[チューリッヒ 24日 ロイター] – スイス製薬大手ノバルティスは24日、米バイオ医薬品メディシンズを約97億ドルで買収すると発表した。心血管疾病治療薬の強化が狙い。
ノバルティスはメディシンズ株1株当たり現金85ドルを支払う。これは同社株22日の終値に約24%上乗せした水準。ノバルティスは、買収は既に取締役会の承認を得ており、取得資金は手元資金と短長期の借り入れで賄うと説明した。

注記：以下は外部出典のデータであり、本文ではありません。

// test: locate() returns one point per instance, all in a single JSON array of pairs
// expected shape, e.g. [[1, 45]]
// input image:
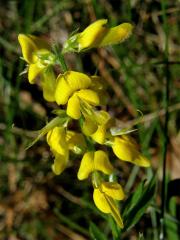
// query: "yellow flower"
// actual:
[[126, 149], [72, 88], [98, 35], [60, 142], [93, 161], [56, 138], [95, 125], [36, 52], [104, 198]]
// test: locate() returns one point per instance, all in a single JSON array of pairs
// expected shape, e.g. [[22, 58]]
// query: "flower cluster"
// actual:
[[77, 96]]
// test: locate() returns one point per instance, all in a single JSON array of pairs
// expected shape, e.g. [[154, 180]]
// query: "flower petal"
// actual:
[[73, 107], [89, 126], [56, 139], [63, 90], [100, 135], [126, 150], [48, 84], [117, 34], [102, 163], [114, 211], [100, 201], [60, 163], [86, 166], [33, 71], [113, 190], [92, 35]]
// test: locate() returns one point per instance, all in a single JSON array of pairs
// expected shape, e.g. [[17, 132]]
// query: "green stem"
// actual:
[[166, 103], [60, 58]]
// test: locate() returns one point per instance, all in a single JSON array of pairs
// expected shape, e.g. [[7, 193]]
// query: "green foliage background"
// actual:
[[35, 204]]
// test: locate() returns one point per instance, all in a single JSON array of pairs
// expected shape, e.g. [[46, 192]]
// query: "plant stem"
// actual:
[[60, 58], [166, 103]]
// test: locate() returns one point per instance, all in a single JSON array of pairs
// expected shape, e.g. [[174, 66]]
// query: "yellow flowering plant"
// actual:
[[77, 96]]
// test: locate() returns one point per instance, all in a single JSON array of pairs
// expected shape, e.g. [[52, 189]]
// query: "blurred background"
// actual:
[[35, 204]]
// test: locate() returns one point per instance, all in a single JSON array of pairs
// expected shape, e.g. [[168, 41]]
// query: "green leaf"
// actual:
[[137, 203], [95, 233]]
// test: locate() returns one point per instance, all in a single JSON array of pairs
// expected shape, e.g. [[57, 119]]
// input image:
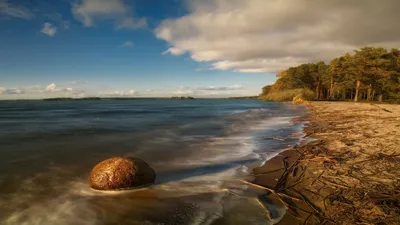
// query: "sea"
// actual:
[[200, 150]]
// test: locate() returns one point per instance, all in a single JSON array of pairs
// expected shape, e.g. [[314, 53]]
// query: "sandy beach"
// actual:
[[348, 175]]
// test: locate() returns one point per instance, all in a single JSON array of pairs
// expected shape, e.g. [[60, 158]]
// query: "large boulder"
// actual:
[[121, 173]]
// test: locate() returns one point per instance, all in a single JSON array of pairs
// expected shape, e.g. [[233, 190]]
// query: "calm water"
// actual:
[[199, 149]]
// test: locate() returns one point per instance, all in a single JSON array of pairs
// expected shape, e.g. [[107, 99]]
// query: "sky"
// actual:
[[163, 48]]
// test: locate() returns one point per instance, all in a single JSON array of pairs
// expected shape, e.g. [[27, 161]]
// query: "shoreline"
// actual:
[[321, 182]]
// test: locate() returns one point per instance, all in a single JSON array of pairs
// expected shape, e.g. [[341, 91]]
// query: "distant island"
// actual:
[[116, 98]]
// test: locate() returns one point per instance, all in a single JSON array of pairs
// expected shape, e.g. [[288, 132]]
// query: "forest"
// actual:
[[368, 74]]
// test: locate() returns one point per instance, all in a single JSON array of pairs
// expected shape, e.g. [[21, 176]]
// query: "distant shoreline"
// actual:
[[130, 98]]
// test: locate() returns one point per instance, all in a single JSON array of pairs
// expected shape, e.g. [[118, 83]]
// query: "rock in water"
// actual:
[[121, 173]]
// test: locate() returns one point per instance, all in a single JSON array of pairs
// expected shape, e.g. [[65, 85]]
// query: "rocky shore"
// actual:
[[348, 175]]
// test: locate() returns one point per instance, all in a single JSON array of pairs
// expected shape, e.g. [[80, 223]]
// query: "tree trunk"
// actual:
[[357, 90], [373, 94], [351, 94], [331, 93], [369, 91]]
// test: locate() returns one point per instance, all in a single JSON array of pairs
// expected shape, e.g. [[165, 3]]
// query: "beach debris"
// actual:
[[120, 173], [274, 138]]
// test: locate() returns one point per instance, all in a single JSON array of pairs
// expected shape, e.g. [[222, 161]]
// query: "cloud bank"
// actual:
[[207, 91], [49, 29], [267, 36]]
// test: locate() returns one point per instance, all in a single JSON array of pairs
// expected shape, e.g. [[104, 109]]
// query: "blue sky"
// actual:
[[63, 48], [203, 48]]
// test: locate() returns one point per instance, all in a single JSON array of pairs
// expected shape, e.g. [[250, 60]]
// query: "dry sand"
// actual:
[[350, 175]]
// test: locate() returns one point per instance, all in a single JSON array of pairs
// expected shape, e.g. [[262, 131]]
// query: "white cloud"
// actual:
[[49, 29], [51, 90], [17, 11], [11, 91], [75, 82], [90, 11], [127, 44], [131, 23], [269, 35], [51, 87], [208, 91], [57, 18]]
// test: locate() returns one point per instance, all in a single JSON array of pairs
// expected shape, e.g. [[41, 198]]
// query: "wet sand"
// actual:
[[348, 175]]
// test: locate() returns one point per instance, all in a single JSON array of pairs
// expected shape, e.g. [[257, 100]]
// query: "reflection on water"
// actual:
[[199, 150]]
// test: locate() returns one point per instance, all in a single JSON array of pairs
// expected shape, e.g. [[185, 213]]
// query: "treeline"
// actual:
[[370, 73]]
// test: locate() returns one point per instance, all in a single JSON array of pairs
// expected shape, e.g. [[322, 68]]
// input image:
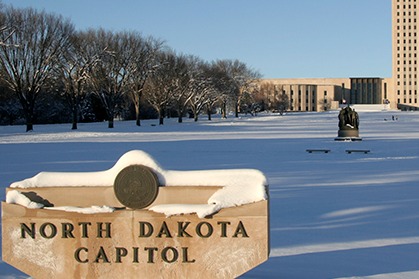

ノバルティスは、メディシンズ買収により開発段階にあるコレステロール降下剤「インクリシラン」を入手する。同薬はノバルティスの心不全薬「エントレスト」を補完し、特許切れを迎える一連の医薬品によって脅かされる成長を補い、米アムジェンの「レパーサ」や仏サノフィと米リジェネロン・ファーマシューティカルズの「プラルエント」などの競合薬に対抗する。
ノバルティスによると、買収手続きは2020年第1・四半期に完了する見通しで、インクリシランは21年から売上高に貢献し始めるとみられ、将来的に売上高で最大規模の医薬品の1つに成長する可能性がある。
ノバルティスは従来、心血管疾病の医薬品は得意分野だったが、かつて年間売上高60億ドルを誇った「ディオバン」が12年に特許切れを迎え、それに直ちに続く医薬品が無かったことが打撃となった。
ノバルティスのナラシムハン最高経営責任者(CEO)は既存のビジネスモデルを新製品やテクノロジーで補完・強化する最大100億ドル規模のボルトオン型の買収に焦点を当てており、メディシンズの買収はこれに当てはまる。